Sometimes IOKIYAR is an embarrassing head-shaker. Other times, it's criminal.

Reader Comments (3)

Just think, Ak...according to the Newsweek article only five more years until those 22,000,000 Bush/Cheney et al e-mails can be accessed.

It's not just IOKIYAR, there's also IOKIYTBTF (it's Okay if you're too big to fail).

Wells Fargo has over five thousand 'losers' as one big "winner rides into the sunset"

While the bank fired more than 5,000 employees, no one has been charged, and the person overseeing the bank division in question received $124.6 million before leaving the bank.

Crime doesn't pay not nearly as well as"banking"

September 13, 2016 | Unregistered CommenterMAG

MAG,

You'll be happy to know that the Wells Fargo thing where they fucked over all those clients was not their fault. Not at all. According to the chief executive, John Stumpf (any relation to Drumpf?), it was all the fault of a few bad apples.

Yes, folks, it's those damned "few bad apples" back again. Man, those people are everywhere! They must be in demand.

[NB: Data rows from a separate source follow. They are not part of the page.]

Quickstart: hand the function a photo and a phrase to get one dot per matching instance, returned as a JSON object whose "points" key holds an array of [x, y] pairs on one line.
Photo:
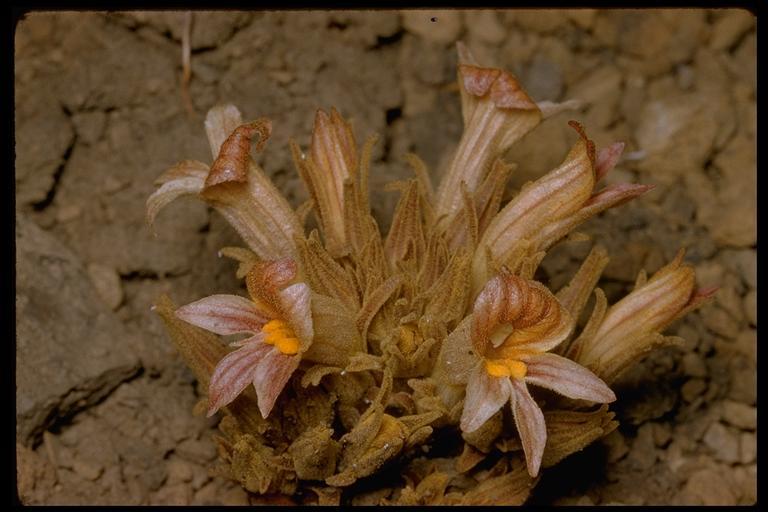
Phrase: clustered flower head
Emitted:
{"points": [[361, 350]]}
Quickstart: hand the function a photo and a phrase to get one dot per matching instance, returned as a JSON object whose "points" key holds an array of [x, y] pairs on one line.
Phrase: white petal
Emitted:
{"points": [[485, 396], [224, 314], [530, 425], [295, 304], [566, 377], [271, 377], [233, 374]]}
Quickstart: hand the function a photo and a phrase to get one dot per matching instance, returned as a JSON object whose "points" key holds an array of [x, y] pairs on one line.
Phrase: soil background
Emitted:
{"points": [[104, 406]]}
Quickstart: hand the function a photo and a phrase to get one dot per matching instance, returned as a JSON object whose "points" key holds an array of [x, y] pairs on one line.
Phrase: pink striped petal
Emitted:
{"points": [[566, 377], [233, 374], [295, 306], [530, 425], [224, 314], [271, 377], [485, 396]]}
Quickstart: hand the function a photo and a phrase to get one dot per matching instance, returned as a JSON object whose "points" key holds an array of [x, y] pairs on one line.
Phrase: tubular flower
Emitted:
{"points": [[350, 318], [234, 185], [615, 339], [552, 206], [503, 346], [332, 161], [278, 318], [497, 112]]}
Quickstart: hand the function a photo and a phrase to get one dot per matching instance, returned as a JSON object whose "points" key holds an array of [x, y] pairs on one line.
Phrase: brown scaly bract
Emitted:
{"points": [[362, 350]]}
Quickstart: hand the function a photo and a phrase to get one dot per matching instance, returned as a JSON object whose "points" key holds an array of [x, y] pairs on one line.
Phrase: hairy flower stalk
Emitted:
{"points": [[630, 328], [361, 345], [497, 112]]}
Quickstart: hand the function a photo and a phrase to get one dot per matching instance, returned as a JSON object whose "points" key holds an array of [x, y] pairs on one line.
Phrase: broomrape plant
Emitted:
{"points": [[365, 351]]}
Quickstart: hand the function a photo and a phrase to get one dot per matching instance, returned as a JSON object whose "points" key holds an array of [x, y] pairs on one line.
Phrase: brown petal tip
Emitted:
{"points": [[232, 162], [504, 89], [583, 134]]}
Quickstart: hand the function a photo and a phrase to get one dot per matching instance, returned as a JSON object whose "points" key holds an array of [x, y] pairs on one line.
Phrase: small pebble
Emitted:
{"points": [[747, 448], [107, 282], [723, 442], [692, 389], [739, 415]]}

So Wells Fargo fired their asses, those few bad apples (don't worry, they were all rehired right away by AT&T). All 5,300 of them. Wait. Fifty three HUNDRED? That's a few? Shit, I thought you had to know math and understand relational logic and stuff like that to be a banker. If this guy thinks 5,300 is a few, I'd hate to get a letter from Wells Fargo saying that "we lost a few of your dollars".

But not to worry, Stumpf reminds us that it's all good because he grew up in a place that had a much smaller population than the total of Wells Fargo employees.

Huh?

No, seriously. He said that. How in the hell that relates to the cost of a good criminal lawyer, or a timely bribe to a Republican elected official, I have no clue, but he seems to think it's germane.

So, in a nutshell, Stumpf's review of the Wells Fargo scam goes like this: we lost a "few" of your dollars, but it wasn't really us, it was a "few" bad employees. Fifty three hundred of them. But who's counting? AND I grew up in a place with fewer people than I employ.

Happy now?

Why can't I get a job like that? I can make up crazy shit with the best of them. Well, maybe not Trump, but I'd give the proto-trumpies a run for their ill gotten money.

September 13, 2016 | Unregistered CommenterAkhilleus

Oh, Akhilleus, how can you be so hostile toward Wells Fargo. Why just a few hours ago, they have reassured us Plebs that they were going to do the 'right' thing:
"Wells Fargo will stop setting the sales goals that bank employees say led to pressure to open millions of fake customer accounts.
The embattled bank says the change, announced early Tuesday, will be effective Jan. 1.
'We are eliminating product sales goals because we want to make certain our customers have full confidence that our retail bankers are always focused on the best interests of customers,' CEO John Stumpf said in a statement.' "

http://money.cnn.com/2016/09/13/news/companies/wells-fargo-scandal-sales-goals/

It's going to take 4 months to stop this criminal practice? Well, yes, because they are so big it takes time to blah, blah, blah. And, they have to recoup the $185 million fine and $5 million to refund customers who were wrongly charged ~ AND the payout of $124 million to Carrie Tolstedt, who led the fake account unit. IOKIYAR, indeed.

AK, as always, thank you for your insight ~ and, the research that backs it.